Oysa İngilizce'de güneşin doğmasına ‘‘rise’’, çocuğun doğmasına ‘‘born’’ deniyor. (Bu da biraz İngilizce dersi gibi oldu ya neyse.)

En azından buradan doğrusunu anlayacağını sanmıştım ama yanılmışım.

Neyse bu hatayı da düzelttikten sonra zar zor tozlu rafların birinde bulduk kitabı.

Daha sonra üniversitede Hemingway'in yazdıklarından çok yazmadıklarının önemini tartıştığımız toplantıda birkaç kişi, ‘‘Söylemek istediği şeyi neden açık açık yazmıyor?’’ gibi sorular yönelttiler.

Tabii bu soruyu soranlara, her şeyin açık açık anlatıldığı bir yazı parçasının edebiyat olamayacağını anlatmak kolay değil.

Amerika'da günümüzün entellik sembolü sayılan, kişiye 3 beden büyük, ağı dizlere inen, paçaları yerleri süpüren kot pantolonuyla, acı çekermiş gibi yürüyerek nihilizmi, ne demek olduğunu bilmeden, bir yaşam biçimi olarak benimsemiş yeni jenerasyon Amerikalılardan biri, Hemingway'i bu kitabından ötürü cinsel ayrımcılıkla ve ırkçılıkla suçlaması epey ilginçti.

‘‘Kitabıh kahramanları içki içip gezmekten başka bir şey yapmıyorlar.

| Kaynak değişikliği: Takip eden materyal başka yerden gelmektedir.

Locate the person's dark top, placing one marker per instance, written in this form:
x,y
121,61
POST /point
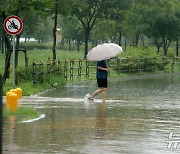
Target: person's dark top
x,y
101,73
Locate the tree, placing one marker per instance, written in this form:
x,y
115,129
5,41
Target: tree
x,y
87,12
158,20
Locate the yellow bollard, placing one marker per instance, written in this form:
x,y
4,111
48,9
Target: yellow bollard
x,y
14,91
7,100
19,93
13,102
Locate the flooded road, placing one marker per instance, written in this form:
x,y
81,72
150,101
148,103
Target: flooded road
x,y
137,119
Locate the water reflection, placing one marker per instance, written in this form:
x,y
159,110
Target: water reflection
x,y
101,120
139,123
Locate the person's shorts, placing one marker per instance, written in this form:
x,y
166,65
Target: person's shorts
x,y
102,82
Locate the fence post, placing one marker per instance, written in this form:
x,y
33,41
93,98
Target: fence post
x,y
118,65
80,68
1,113
65,69
87,69
48,70
71,69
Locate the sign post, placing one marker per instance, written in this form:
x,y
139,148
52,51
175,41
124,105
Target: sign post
x,y
13,25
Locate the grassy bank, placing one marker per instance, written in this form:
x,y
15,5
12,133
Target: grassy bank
x,y
46,54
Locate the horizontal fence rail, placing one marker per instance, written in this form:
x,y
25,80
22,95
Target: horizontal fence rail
x,y
71,69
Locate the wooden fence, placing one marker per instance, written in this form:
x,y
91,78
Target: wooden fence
x,y
77,68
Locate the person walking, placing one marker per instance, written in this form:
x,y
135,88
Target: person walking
x,y
101,76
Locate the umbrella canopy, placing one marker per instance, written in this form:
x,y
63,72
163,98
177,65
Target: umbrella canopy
x,y
104,52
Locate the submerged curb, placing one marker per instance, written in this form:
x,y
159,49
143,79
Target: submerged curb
x,y
32,120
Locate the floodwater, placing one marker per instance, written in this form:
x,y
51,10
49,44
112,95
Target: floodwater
x,y
137,118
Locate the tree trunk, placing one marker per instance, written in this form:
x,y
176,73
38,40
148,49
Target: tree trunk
x,y
158,45
165,46
120,38
177,47
86,41
78,45
69,42
54,30
8,55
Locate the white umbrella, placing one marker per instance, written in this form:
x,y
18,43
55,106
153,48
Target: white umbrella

Neden bu kitap Nobel ödülü aldı ki?’’ dedi bazıları da.

Joseph Conrad'ın büyük eseri, ‘‘Karanlığın Yüreği’’ de pek beğenilmedi.

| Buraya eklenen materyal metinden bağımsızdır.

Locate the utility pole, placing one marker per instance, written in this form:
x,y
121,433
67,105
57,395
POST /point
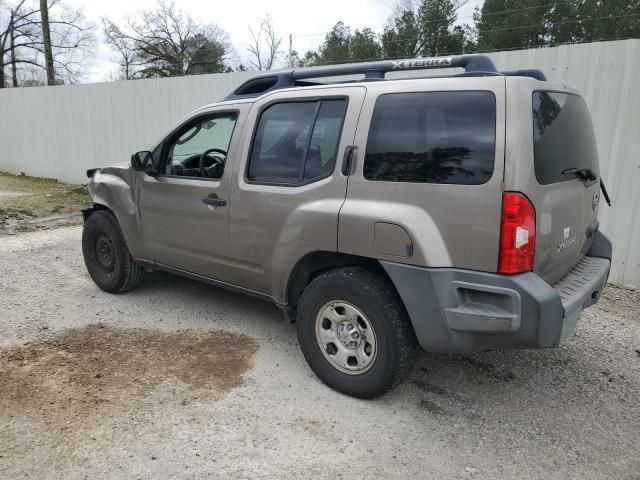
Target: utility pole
x,y
46,41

Bir kişi, ‘‘Bu kadar edebiyat yapmaya ne gerek var?’’ diyerek tepkisini dile getirdi.

Kenan Evren'in bir Picasso tablosuna bakarak, ‘‘Ben daha iyisini yaparım’’ demesi gibi, ‘‘Ben olsam daha iyi yazardım’’ dedi bir kişi de.

Arjantinli ünlü yazar Borges'in kitabından ise kimse bir şey anlamadı.

Bu kitap da ‘‘Anlayamadığım bir şey iyi olmasa gerek!’’ düşüncesiyle anında yargılanıp zihinlerdeki çöp tenekesinde yerini aldı.

İnsan hayal kırıklığına uğruyor doğrusu.

Koskoca New York Üniversitesi'ndeki seviyenin daha yukarılarda olmasını bekliyor...

* * *

Barnes and Noble Amerika'nın en büyük kitabevi zinciri.

En küçüğü 3 katlı.

Ama yakından bakıp, kitapları incelediğinizde çok az bölümünün edebiyata ayrıldığını görüyorsunuz.

Rafların büyük bir kısmını kolay okunur gerilim, korku ve aşk romanları dolduruyor. Geri kalan raflar da ünlülerin hayatı, kendine yardım ve yemek kitaplarından oluşuyor.

* * *

Popüler kültür yaygınlaştıkça büyük yazarların, bestecilerin ve ressamların yerini şarkılarında bol bol küfür eden Puff Daddy gibi şarkıcılar, gazete káğıtlarını üst üste yapıştırıp kırmızıya boyayarak tablolarını binlerce dolara satan ressamlar, hayal güçlerini, insanları daha çok korkutabilecek türlü iğrençlikler keşfetmeye adamış yazarlar alıyor. Ve bu arada gerçek dehalar ‘‘Canım ne varmış? Ben daha iyisini yaparım’’ diyen bazı ‘‘üstün zekálılar’’ tarafından karalanıp duruyor.

Tavşan dağa küsmüş, dağın haberi olmamış.

Olan dehalara değil, gittikçe kültüre, sanata ve gerçek değerlere yabancılaşan bizlere oluyor.

İşte galiba 21'inci yüzyılın kimlik ve yabancılaşma sorunu da bu olsa gerek.